Since the priest who abused me went to treatment and was "cured" he has taught at a seminary. He is now a full Professor and Vice Dean at a Pontifical University. He is scheduled to teach this summer at a nationally known Catholic University. The President of that University has assured me that he is not teaching there, while the university's registrar and web-site both indicate that he will be teaching there. Whom am I to believe? What am I to I believe? Yet, I am told that "I am not to offer any opinion regarding my perpetrator, his retention, supervision, or his dealings to any other person."

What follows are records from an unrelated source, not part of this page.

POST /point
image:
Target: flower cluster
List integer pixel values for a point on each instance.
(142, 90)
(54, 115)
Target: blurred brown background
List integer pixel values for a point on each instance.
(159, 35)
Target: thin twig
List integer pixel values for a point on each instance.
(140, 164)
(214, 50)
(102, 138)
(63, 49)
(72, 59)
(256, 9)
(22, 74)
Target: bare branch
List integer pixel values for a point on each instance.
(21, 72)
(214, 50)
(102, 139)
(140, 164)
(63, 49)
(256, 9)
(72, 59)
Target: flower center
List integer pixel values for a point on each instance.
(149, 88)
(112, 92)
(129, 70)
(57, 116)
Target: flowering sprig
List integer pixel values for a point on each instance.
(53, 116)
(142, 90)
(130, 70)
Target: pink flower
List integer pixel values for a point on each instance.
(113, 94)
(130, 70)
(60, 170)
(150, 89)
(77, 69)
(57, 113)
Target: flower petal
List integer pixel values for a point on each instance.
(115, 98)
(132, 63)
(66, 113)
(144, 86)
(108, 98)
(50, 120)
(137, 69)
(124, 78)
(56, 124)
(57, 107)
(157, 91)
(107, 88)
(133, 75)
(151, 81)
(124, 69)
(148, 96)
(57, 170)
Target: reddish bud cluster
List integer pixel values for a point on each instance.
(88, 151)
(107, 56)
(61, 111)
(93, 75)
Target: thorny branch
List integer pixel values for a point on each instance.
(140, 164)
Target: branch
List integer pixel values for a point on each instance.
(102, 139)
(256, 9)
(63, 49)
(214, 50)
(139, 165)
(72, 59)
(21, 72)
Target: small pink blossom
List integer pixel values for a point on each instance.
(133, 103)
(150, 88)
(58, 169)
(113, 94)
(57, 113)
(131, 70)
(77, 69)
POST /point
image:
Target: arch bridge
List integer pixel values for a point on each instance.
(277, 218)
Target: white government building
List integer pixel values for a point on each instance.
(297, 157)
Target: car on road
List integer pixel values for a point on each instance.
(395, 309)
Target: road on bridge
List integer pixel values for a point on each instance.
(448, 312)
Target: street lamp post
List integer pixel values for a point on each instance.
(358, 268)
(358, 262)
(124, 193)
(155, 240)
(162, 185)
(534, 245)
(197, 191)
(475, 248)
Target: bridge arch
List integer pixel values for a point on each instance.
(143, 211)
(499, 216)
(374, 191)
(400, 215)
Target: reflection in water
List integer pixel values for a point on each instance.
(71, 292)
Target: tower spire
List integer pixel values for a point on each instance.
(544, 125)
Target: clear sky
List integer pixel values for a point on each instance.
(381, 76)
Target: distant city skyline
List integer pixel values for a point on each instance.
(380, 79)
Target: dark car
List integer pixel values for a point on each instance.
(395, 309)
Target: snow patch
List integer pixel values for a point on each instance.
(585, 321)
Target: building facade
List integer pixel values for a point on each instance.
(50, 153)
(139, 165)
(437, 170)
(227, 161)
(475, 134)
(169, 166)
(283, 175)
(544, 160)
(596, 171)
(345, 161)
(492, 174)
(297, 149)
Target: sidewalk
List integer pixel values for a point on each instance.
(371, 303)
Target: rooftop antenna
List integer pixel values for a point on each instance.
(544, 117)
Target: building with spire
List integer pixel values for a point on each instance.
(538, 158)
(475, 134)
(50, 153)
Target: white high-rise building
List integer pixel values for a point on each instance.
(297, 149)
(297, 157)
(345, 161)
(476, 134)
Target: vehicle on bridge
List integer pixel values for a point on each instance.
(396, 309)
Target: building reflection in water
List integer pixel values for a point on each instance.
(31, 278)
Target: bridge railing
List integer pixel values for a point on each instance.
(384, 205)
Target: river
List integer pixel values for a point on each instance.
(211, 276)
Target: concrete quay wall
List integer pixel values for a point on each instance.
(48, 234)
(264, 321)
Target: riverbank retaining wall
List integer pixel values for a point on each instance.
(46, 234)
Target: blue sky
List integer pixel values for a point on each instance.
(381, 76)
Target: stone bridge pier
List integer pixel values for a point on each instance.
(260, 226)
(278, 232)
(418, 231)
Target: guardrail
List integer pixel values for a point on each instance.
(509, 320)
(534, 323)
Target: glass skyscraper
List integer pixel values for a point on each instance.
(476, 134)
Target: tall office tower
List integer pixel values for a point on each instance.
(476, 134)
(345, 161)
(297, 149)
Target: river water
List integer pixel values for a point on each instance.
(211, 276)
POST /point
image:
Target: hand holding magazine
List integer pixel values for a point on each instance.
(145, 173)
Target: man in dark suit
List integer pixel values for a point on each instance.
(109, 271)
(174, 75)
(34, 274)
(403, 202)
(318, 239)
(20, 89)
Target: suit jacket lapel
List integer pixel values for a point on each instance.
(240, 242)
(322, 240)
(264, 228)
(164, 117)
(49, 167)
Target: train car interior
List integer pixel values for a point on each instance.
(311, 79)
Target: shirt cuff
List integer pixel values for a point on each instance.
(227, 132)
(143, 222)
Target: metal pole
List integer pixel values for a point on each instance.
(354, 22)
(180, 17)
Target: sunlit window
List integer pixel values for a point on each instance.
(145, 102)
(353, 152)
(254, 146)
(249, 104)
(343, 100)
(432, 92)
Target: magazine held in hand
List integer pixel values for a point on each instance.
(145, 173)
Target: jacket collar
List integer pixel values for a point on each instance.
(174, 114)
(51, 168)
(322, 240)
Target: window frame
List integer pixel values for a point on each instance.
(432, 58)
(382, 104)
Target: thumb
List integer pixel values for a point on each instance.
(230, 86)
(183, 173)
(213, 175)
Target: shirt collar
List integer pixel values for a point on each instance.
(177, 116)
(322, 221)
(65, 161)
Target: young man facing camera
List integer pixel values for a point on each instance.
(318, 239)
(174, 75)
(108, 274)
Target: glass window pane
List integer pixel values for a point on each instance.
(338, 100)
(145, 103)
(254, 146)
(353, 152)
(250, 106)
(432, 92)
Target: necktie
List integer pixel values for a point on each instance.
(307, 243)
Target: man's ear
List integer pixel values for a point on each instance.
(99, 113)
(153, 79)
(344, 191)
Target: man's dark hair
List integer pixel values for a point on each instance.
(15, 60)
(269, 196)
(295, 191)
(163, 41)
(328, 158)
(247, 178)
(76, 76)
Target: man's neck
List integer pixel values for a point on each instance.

In general, I believe treatment is a life long process for perpetrators. In general, I believe all perpetrators should seek to blend into the community and not be a community or religious leader. As a victim and thriving survivor I believe there should be a zero tolerance for the immoral, sinful and criminal act of sexually abusing a minor. Zero tolerance past, present, and future.
As many of you have invited victims to come forward to tell their story, may I also suggest you request unnamed perpetrating priests to come forward and admit to their past or present criminal activity and not put all the responsibility on the victim. I am thankful for this opportunity to share my story. My hope and trust is that you can be as clear and decisive on this issue as you have been on issues relating to the laity and morality.